Oui l’aller-retour quand même.
Il y a donc des primes de départ pour le Bpost ?
Oui, tous les coureurs qui y sont présents ont une prime. Pareil pour le Superprestige et les autres challenges. Ce qui me permet d’engranger de l’argent, ce sont les courses luxembourgeoises, car ils veulent avoir des coureurs belges et ils te payent pour y aller. Le niveau est en deçà du niveau belge donc tu peux plus facilement rentrer dans les primes et prendre des points UCI.
Comment déterminez-vous votre saison, vos grands rendez-vous avec le top niveau (Bpost, Superprestige…) ?
Je fais partie d’une agence de management qui discute et négocie mes primes de départ. Quand on s’engage pour un challenge, tu es obligé de courir toutes les manches donc comme j’ai un contrat pour le Bpost Bank Trofee, je m’engage à participer à tout.
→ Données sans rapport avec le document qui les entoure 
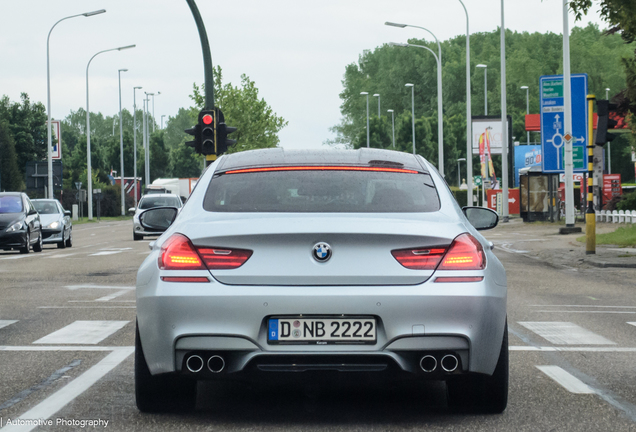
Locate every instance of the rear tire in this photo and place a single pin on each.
(161, 392)
(483, 393)
(27, 247)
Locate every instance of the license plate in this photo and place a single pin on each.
(322, 331)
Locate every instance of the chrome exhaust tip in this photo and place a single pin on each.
(449, 363)
(428, 363)
(216, 364)
(194, 363)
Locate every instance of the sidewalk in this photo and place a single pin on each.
(543, 241)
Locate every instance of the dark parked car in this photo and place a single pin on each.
(20, 226)
(56, 222)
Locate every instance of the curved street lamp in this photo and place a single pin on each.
(48, 97)
(412, 110)
(88, 134)
(367, 95)
(440, 125)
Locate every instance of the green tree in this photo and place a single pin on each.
(257, 124)
(10, 178)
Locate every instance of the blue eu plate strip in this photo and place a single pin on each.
(273, 329)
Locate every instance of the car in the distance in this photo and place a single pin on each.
(149, 201)
(56, 222)
(357, 264)
(20, 226)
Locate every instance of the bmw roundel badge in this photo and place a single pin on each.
(322, 252)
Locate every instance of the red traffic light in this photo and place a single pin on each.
(207, 119)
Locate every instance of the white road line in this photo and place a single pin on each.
(58, 400)
(83, 332)
(105, 253)
(74, 287)
(566, 380)
(566, 333)
(59, 348)
(114, 295)
(590, 306)
(565, 311)
(4, 323)
(571, 349)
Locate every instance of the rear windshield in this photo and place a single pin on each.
(322, 191)
(10, 204)
(157, 201)
(45, 207)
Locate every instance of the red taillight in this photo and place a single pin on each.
(224, 259)
(465, 253)
(177, 253)
(419, 259)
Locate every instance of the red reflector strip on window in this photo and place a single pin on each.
(459, 279)
(320, 168)
(224, 259)
(184, 279)
(419, 259)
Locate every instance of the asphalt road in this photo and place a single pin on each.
(572, 337)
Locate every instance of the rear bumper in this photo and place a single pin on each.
(13, 240)
(179, 320)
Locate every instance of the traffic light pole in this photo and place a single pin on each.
(207, 57)
(590, 216)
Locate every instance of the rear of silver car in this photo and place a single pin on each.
(402, 287)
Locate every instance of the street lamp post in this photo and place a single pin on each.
(48, 99)
(469, 119)
(121, 149)
(378, 96)
(609, 148)
(135, 139)
(440, 125)
(88, 134)
(412, 110)
(485, 67)
(367, 95)
(527, 89)
(392, 125)
(459, 179)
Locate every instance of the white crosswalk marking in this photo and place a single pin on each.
(566, 333)
(83, 332)
(566, 380)
(4, 323)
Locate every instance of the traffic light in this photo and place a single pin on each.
(604, 108)
(207, 125)
(223, 131)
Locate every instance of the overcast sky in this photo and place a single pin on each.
(295, 51)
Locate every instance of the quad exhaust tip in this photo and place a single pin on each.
(449, 363)
(216, 364)
(194, 363)
(428, 363)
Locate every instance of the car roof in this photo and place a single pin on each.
(330, 157)
(160, 195)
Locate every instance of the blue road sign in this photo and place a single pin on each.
(552, 131)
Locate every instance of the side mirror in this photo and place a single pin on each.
(481, 218)
(158, 219)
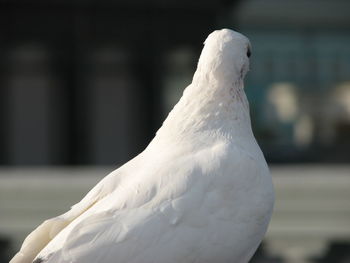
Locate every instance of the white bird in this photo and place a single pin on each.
(200, 192)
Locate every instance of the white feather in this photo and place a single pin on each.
(200, 192)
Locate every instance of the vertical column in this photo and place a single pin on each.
(29, 86)
(112, 96)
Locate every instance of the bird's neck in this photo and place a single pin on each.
(208, 105)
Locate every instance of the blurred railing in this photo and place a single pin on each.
(312, 210)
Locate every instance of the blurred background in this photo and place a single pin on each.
(84, 85)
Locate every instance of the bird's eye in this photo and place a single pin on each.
(248, 52)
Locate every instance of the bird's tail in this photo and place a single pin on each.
(38, 239)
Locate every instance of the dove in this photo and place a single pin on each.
(201, 191)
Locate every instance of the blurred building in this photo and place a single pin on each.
(89, 82)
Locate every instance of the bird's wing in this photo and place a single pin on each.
(45, 232)
(169, 222)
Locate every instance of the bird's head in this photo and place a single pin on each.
(225, 56)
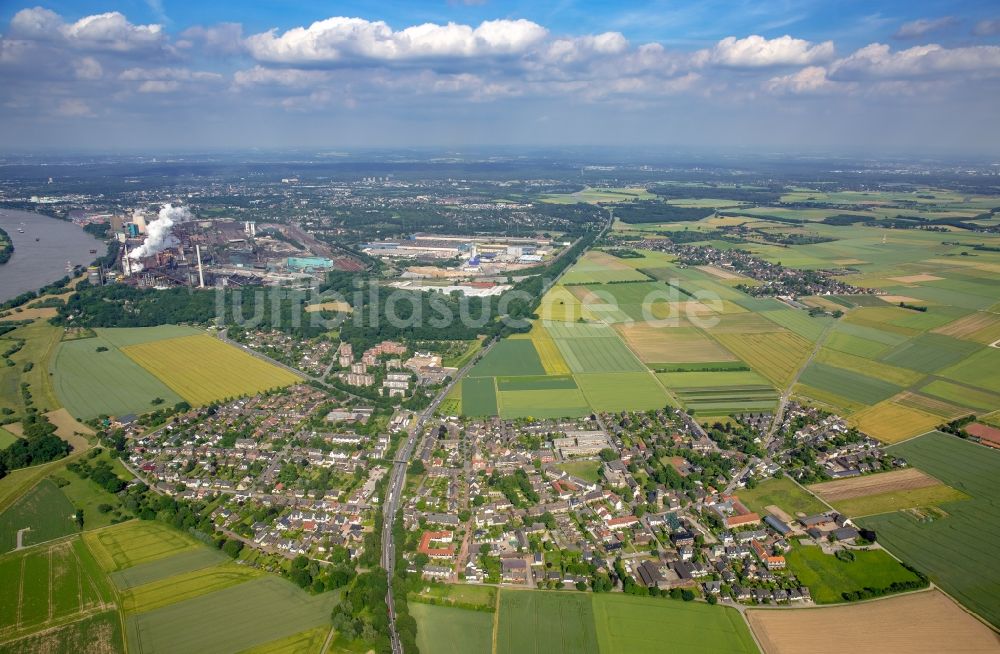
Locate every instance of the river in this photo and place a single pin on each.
(36, 263)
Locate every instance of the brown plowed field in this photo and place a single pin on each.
(918, 623)
(886, 482)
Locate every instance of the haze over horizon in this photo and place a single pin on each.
(802, 75)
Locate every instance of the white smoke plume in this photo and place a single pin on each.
(158, 236)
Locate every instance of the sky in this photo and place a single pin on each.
(784, 75)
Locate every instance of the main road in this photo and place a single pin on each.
(402, 459)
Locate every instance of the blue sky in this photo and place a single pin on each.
(790, 74)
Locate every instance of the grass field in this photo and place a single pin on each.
(510, 357)
(783, 493)
(97, 634)
(532, 622)
(479, 397)
(447, 630)
(44, 510)
(629, 391)
(827, 576)
(956, 544)
(231, 619)
(848, 383)
(586, 470)
(777, 356)
(186, 585)
(645, 625)
(922, 622)
(136, 542)
(202, 369)
(91, 383)
(160, 569)
(47, 586)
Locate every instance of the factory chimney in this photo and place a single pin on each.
(201, 274)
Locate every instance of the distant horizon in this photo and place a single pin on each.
(920, 78)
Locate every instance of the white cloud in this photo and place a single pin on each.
(340, 39)
(170, 74)
(108, 32)
(810, 80)
(158, 86)
(878, 61)
(987, 27)
(73, 108)
(755, 51)
(916, 29)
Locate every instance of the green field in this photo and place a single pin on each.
(231, 619)
(156, 570)
(125, 336)
(510, 357)
(600, 354)
(534, 622)
(479, 396)
(930, 353)
(447, 630)
(97, 634)
(136, 542)
(48, 586)
(639, 625)
(556, 403)
(586, 470)
(628, 391)
(783, 493)
(827, 576)
(847, 383)
(44, 510)
(955, 545)
(91, 383)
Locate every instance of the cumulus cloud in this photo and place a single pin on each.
(755, 51)
(341, 39)
(88, 68)
(987, 27)
(919, 28)
(809, 80)
(878, 61)
(101, 32)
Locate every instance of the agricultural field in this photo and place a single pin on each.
(202, 369)
(136, 542)
(926, 622)
(44, 511)
(92, 377)
(644, 625)
(586, 470)
(885, 492)
(447, 630)
(231, 619)
(532, 622)
(98, 634)
(783, 493)
(892, 422)
(50, 586)
(828, 577)
(955, 542)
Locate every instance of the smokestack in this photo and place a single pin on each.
(158, 234)
(201, 274)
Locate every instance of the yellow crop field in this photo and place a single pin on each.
(672, 344)
(776, 355)
(548, 352)
(891, 422)
(203, 370)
Superprestige, je n’avais pas de contrat en début de saison donc j’ai participé à quelques courses par-ci par-là.
L’agence de management est indispensable ?
Les premières années, je me chargeais moi-même de ces questions mais il faut savoir à qui s’adresser. Eux ont directement les bons contacts et pour une commission de 7% sur les primes, depuis deux ans que je travaille avec eux, ça vaut vraiment la peine.
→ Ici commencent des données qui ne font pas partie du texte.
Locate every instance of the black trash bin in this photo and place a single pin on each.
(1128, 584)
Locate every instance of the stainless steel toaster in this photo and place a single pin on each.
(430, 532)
Voyez–vous une évolution dans vos primes ?
Je crois que nous sommes 4 coureurs élites sans contrat dans cette agence. Et pour des coureurs comme nous, le championnat de Belgique sert de référence. Si je gagnais la course, je pouvais multiplier par trois ou par quatre mes primes de départ. Ici, avec ma deuxième place, je vais peut-être doubler. Ça reste de toute façon à négocier.
Après avoir regardé les classements du Bpost, on comptabilise cinq manches courues sur les six déjà écoulées…
Oui, j’ai raté Baal car j’étais malade.
Vous devez justifier vos absences ?
Oui, il faut fournir un certificat, c’est du sérieux, les organisateurs ne rigolent pas avec cela.
Votre fait d’arme le plus récent et peut-être le plus marquant, est votre 2ème place au Championnat de Belgique Elite sans contrat derrière Kenneth Van Compernolle. Content de ce résultat ?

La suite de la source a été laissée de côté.